Double your chances of quitting with Quitline
Quitline is a government-funded service operated by Cancer Council SA, with the sole goal of providing the support, strategies and information to empower individuals to quit smoking. Trained Quitline counsellors are available either over the phone on 13 78 48, or via the Quitline webchat function, any time between 8:30am – 8:00pm.
Quitline counsellors adopt a personalised approach to quitting, as everyone’s quitting journey is likely to differ. By speaking one-on-one with a trained counsellor, you’ll be able to talk through your past attempts, known triggers, and discuss possible ways to quit, as well as receiving progress calls along the way.
Whether you’re thinking of quitting, or you’re ready to give up smoking today, you can reach out to Quitline 13 78 48 or Quitline webchat to discuss your next steps.
Tobacco smoke is made up of thousands of carcinogens, or chemicals that are known to cause cancer. Most people know that it’s the major cause of lung cancer. Up to 90 per cent of all lung cancers in men, and 65 per cent of lung cancers in women, are attributed to smoking. The risk of lung cancer increases with the length of time spent as a smoker and amount of cigarettes smoked.
But it’s not just lung cancer that’s a higher risk—there are 16 different cancers that can be caused by smoking tobacco.
[Insert infographic of all organs at increased risk of cancer secondary to smoking (lung, head and neck, oesophagus, pancreatic, stomach, kidney, bladder, cervical, AML, liver, colorectal, breast]
People quit for many reasons. Those who have successfully quit say that knowing your reasons is an important step, and can help you get through the tough times.
Some commonly reported reasons to quit include:
- Feeling healthier—tobacco smoke increases your risk of getting sick, as well as heart and lung diseases and diabetes, and can block oxygen from travelling around your body, leading to decreased physical fitness and shortness of breath.
- • More money—smoking can be an expensive habit, with standard packs costing upwards of $25. Pack-a-day smokers are looking at over $9,000 per year. To find out exactly how much money you will save by quitting smoking, view the Quitline Cost Calculator.

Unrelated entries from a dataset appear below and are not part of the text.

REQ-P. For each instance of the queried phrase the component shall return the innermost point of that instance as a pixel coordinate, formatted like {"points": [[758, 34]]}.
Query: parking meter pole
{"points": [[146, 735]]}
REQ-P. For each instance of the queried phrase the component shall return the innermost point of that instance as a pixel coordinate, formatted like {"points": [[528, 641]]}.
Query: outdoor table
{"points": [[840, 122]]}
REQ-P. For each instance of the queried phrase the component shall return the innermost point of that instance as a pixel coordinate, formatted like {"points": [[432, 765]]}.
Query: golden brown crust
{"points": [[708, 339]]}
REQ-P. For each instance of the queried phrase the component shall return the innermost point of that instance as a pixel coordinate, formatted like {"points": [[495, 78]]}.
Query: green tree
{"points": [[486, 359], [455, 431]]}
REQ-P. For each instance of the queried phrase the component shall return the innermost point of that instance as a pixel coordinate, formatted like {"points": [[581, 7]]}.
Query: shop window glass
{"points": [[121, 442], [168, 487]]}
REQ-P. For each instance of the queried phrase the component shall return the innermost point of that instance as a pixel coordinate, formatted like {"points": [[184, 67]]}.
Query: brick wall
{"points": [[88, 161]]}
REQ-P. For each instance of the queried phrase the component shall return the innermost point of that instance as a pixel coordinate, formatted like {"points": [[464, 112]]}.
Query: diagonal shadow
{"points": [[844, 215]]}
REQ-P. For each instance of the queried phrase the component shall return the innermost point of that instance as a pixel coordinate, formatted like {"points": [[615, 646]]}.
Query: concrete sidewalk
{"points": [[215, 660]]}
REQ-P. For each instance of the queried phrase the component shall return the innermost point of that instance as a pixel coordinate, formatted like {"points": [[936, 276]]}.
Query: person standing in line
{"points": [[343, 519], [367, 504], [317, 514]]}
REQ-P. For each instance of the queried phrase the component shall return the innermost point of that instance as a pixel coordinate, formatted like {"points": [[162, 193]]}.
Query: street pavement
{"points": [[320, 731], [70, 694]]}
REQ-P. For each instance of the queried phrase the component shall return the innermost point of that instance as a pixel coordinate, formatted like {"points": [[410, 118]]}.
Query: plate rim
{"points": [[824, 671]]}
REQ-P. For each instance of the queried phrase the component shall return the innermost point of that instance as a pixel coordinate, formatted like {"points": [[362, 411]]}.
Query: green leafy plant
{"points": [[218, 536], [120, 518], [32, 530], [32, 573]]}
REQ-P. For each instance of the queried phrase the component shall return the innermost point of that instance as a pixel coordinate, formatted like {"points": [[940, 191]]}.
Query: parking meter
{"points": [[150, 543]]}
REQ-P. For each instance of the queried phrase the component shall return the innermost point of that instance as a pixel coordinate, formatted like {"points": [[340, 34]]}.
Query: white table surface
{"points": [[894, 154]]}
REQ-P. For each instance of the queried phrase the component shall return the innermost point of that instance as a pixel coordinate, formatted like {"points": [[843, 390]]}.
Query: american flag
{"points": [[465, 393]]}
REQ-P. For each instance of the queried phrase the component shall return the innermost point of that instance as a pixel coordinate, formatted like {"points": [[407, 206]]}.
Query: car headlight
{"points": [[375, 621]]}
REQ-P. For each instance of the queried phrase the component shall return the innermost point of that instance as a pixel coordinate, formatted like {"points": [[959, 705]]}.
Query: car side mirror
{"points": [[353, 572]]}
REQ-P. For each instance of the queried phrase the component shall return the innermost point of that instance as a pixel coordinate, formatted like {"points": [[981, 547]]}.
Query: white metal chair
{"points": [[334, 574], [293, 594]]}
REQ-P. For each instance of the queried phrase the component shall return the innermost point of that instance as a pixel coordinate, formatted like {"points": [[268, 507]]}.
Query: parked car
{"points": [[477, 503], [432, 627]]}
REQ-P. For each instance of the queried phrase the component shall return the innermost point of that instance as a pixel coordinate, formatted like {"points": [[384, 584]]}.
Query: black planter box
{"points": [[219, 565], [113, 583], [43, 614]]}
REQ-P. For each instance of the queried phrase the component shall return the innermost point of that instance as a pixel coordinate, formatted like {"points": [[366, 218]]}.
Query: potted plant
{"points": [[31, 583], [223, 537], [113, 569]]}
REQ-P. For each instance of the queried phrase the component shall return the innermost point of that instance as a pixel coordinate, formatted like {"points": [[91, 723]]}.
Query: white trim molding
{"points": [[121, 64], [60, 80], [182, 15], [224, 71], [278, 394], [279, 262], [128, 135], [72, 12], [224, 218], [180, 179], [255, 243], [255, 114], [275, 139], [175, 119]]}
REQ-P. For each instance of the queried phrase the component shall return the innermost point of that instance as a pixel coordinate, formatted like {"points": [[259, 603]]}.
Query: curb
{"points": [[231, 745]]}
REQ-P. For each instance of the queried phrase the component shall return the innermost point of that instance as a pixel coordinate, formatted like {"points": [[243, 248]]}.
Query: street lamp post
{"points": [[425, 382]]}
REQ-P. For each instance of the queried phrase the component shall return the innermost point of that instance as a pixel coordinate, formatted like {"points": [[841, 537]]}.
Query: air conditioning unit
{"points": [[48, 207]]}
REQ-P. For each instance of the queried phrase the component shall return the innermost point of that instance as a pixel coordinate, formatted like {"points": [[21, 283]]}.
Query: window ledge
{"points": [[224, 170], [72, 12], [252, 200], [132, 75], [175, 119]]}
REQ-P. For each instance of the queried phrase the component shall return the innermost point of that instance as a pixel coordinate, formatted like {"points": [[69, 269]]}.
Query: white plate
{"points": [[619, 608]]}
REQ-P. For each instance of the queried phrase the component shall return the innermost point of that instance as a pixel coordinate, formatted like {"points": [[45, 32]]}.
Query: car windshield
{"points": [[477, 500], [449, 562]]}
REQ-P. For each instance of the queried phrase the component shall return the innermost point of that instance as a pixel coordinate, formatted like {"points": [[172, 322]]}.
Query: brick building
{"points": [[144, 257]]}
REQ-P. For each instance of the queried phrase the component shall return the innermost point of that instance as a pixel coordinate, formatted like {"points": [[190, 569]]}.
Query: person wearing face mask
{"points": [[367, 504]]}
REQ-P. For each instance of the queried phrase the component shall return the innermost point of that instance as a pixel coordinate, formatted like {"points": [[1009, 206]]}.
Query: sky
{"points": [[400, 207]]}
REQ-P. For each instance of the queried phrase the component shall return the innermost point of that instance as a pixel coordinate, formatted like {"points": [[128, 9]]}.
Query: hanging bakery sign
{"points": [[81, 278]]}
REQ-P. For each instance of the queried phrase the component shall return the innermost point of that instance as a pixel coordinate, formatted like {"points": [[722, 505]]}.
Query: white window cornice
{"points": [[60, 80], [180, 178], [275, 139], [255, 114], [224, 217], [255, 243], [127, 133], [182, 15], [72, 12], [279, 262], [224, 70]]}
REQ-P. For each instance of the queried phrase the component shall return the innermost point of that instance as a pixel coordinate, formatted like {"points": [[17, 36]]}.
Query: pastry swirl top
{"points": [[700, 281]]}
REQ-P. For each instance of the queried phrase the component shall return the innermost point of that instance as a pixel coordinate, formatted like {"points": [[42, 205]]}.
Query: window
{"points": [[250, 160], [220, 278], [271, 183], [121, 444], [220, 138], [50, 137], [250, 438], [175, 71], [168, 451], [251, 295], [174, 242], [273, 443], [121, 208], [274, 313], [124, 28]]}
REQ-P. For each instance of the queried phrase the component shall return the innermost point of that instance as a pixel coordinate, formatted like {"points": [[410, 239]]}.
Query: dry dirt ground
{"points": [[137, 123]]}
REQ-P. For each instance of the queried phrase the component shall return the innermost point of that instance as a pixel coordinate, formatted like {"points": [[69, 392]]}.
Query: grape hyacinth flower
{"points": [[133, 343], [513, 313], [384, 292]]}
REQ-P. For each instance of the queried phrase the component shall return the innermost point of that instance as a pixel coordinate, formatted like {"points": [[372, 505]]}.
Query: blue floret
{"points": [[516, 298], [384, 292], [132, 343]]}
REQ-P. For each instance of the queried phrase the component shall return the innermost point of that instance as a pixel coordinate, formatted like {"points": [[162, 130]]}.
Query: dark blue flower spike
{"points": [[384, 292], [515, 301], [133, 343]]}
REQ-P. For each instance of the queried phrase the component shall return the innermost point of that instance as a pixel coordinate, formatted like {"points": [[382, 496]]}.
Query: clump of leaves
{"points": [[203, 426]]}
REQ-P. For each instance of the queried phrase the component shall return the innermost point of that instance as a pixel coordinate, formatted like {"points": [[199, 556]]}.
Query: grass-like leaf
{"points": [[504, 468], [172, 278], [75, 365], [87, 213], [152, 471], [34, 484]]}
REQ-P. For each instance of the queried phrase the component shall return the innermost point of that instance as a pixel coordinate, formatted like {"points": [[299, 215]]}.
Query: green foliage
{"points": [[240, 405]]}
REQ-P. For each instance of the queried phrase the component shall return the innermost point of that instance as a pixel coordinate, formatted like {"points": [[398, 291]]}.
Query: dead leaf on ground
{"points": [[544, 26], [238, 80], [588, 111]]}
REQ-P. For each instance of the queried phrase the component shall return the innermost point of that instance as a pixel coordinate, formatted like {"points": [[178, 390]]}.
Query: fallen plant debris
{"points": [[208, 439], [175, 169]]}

- Fewer hassles―many smokers find that life is simpler without always having to think about their next cigarette break, or constantly cleaning their car, clothes and stained teeth.
- Less stress―it’s a myth that smoking relieves stress beyond the short-term. In most cases, ex-smokers report feeling far less stressed after they’ve quit.
- More control—it’s an empowering feeling to overcome addiction, and feel in charge of your behaviours.
Quitting smoking is a process that is different for everyone, but those thinking of quitting can follow three simple steps to get started.
1. Understand why you smoke
There are three common reasons why people smoke.
• Addiction―you do it to satisfy your body’s craving for nicotine.
• Emotion―you do it to relieve stress, to console yourself if you’re upset, or as a reward when you’re happy.
• Habit―certain situations can trigger you to think about smoking, like seeing your friends who smoke, or having a cup of coffee.
Knowing when and why you smoke can help you prepare for withdrawals, anticipate cravings and avoid known triggers.
2. Make a plan
Making a quitting plan involves looking at all of the different ways to quit that are available, and working out which strategy, or which combination of strategies could be best for you. Quitline counsellors are able to help you through this process.
3. Get support
You don’t have to go it alone. And in fact, your chances of quitting successfully are doubled when you reach out to a support service like Quitline. You might also like to speak with your family and friends about your decision and how they can help, as well as your GP and pharmacist.
Cancer Council SA works to reduce smoking and smoking-related cancer in the community. Recent achievements include the successful implementation of a smoking ban in alfresco dining areas, smoke free zones around playgrounds and public transport stops, plain packaging and ongoing tax increases.